Resultado mensal e série de 2026
Os números referentes a 2026 acumulam as seguintes variações mensais: janeiro 0,33%; fevereiro 0,70%; março 0,88%; abril 0,67%; maio 0,58%; junho 0,16%; e julho 0,07%. Os dados foram publicados nesta terça-feira (11) pelo Instituto Brasileiro de Geografia e Estatística (IBGE).
Dentro da meta
Com o acumulado em 12 meses em 4,44%, o IPCA voltou a integrar o intervalo de tolerância da meta do governo, que tem alvo em 3% e permite variação de ±1,5 ponto percentual, isto é, entre 1,5% e 4,5%. Em abril o índice estava em 4,39%, mas superou o teto da banda em maio (4,72%) e em junho (4,64%). Desde o início de 2025, a avaliação da meta considera os 12 meses imediatamente anteriores; a meta é considerada descumprida se a inflação exceder o limite de tolerância por seis meses consecutivos.
Comportamento em julho
O resultado de julho foi o menor desde agosto de 2025, quando o IPCA teve variação de 0,11%. Considerando apenas o mês de julho ao longo dos anos, o desempenho do mês passado foi o mais baixo desde 2022, quando o índice caiu 0,68%.
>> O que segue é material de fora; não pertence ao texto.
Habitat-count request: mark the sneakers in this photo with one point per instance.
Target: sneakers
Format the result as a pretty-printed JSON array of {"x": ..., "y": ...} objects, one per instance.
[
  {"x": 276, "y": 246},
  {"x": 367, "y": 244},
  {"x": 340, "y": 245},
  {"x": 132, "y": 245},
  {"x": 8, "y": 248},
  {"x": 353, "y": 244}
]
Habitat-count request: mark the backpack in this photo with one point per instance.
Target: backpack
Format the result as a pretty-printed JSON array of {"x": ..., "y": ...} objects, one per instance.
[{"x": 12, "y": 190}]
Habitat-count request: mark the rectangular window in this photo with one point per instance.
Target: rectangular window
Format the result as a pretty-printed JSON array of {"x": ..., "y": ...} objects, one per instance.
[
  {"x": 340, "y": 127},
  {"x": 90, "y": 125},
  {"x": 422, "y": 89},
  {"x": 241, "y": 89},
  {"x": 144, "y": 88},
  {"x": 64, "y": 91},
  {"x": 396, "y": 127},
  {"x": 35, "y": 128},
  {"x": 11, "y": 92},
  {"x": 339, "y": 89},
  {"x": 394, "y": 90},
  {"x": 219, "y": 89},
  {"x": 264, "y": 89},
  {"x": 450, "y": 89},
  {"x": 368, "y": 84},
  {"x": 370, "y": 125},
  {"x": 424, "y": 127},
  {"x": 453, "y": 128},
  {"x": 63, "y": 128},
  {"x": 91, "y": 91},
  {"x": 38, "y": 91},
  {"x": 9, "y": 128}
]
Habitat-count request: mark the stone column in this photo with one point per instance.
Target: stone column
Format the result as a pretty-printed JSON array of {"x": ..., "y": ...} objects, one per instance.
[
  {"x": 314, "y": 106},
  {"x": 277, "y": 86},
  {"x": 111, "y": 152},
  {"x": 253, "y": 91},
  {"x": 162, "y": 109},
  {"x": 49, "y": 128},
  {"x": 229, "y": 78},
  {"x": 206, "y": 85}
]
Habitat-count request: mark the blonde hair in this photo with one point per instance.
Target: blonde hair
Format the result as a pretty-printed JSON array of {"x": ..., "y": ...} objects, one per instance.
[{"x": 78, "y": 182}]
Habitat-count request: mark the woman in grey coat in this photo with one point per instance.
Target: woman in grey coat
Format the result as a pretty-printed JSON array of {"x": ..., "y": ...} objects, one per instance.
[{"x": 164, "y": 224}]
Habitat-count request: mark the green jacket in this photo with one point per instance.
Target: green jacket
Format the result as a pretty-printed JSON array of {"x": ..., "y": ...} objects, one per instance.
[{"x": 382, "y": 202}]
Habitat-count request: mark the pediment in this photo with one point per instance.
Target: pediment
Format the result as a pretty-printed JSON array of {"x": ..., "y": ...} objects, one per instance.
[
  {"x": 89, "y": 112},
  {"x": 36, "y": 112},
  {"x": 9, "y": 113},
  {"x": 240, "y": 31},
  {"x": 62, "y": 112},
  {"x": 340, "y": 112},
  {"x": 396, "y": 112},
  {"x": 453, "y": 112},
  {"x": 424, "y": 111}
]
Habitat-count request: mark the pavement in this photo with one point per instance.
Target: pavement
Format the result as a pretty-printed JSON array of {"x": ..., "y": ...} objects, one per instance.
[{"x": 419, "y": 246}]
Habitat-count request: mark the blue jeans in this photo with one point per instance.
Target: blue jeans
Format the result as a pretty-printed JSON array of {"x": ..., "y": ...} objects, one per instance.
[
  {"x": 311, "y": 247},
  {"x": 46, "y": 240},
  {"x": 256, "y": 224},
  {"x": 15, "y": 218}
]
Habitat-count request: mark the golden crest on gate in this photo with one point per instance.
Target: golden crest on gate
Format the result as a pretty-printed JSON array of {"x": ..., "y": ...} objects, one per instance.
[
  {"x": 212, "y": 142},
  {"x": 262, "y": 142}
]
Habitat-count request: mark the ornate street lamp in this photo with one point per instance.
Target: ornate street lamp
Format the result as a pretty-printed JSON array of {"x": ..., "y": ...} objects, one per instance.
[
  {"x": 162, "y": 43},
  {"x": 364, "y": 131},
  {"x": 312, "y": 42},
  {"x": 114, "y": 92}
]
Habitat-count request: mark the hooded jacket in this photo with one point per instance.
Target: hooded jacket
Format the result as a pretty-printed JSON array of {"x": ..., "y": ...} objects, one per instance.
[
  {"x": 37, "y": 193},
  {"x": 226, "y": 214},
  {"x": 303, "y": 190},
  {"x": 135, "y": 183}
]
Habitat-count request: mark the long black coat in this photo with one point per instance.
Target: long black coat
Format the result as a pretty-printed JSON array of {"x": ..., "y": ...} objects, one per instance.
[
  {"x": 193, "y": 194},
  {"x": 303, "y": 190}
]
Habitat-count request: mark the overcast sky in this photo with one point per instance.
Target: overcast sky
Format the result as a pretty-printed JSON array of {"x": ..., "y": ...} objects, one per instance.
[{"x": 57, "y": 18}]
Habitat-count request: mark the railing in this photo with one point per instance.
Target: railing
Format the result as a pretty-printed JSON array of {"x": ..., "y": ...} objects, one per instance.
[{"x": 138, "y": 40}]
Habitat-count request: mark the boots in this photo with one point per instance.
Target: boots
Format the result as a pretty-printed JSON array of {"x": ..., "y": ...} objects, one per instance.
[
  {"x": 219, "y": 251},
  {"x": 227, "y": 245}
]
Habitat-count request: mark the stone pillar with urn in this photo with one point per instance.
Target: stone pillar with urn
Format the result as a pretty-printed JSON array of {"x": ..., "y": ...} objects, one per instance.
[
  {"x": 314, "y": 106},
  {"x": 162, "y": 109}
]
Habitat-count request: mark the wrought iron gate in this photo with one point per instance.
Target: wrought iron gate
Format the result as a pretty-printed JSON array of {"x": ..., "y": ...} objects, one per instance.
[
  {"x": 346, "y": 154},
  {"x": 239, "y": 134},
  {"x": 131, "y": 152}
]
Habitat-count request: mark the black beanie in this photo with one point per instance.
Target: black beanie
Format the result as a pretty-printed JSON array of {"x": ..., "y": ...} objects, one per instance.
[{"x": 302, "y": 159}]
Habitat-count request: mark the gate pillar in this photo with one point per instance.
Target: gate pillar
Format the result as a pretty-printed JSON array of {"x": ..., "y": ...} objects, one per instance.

O índice de difusão, que mede a proporção de itens com alta de preço, ficou em 50% em julho, indicando que metade dos 377 subitens pesquisados pelo IBGE apresentou aumento de preço.
Segue o comportamento dos preços por grupo e o efeito em pontos percentuais (p.p.) no mês:
Alimentação e bebidas: -0,67% (-0,14 p.p.)
Habitação: 0,99% (0,15 p.p.)
Artigos de residência: 0,07% (0 p.p.)
Vestuário: -0,66% (-0,03 p.p.)
Transportes: 0,05% (0,01 p.p.)
Saúde e cuidados pessoais: 0,40% (0,06 p.p.)
Despesas pessoais: 0,22% (0,02 p.p.)
Educação: -0,03% (0 p.p.)
Comunicação: 0,04% (0 p.p.)
Sobre o IPCA
O IPCA mede a variação do custo de vida para famílias com renda entre um e 40 salários mínimos, considerando 377 subitens entre produtos e serviços. A coleta de preços é realizada em dez regiões metropolitanas — Belém, Fortaleza, Recife, Salvador, Belo Horizonte, Vitória, Rio de Janeiro, São Paulo, Curitiba e Porto Alegre — além de Brasília e das capitais Goiânia, Campo Grande, Rio Branco, São Luís e Aracaju.
O IBGE divulgou os números oficiais em relatório publicado nesta terça-feira (11).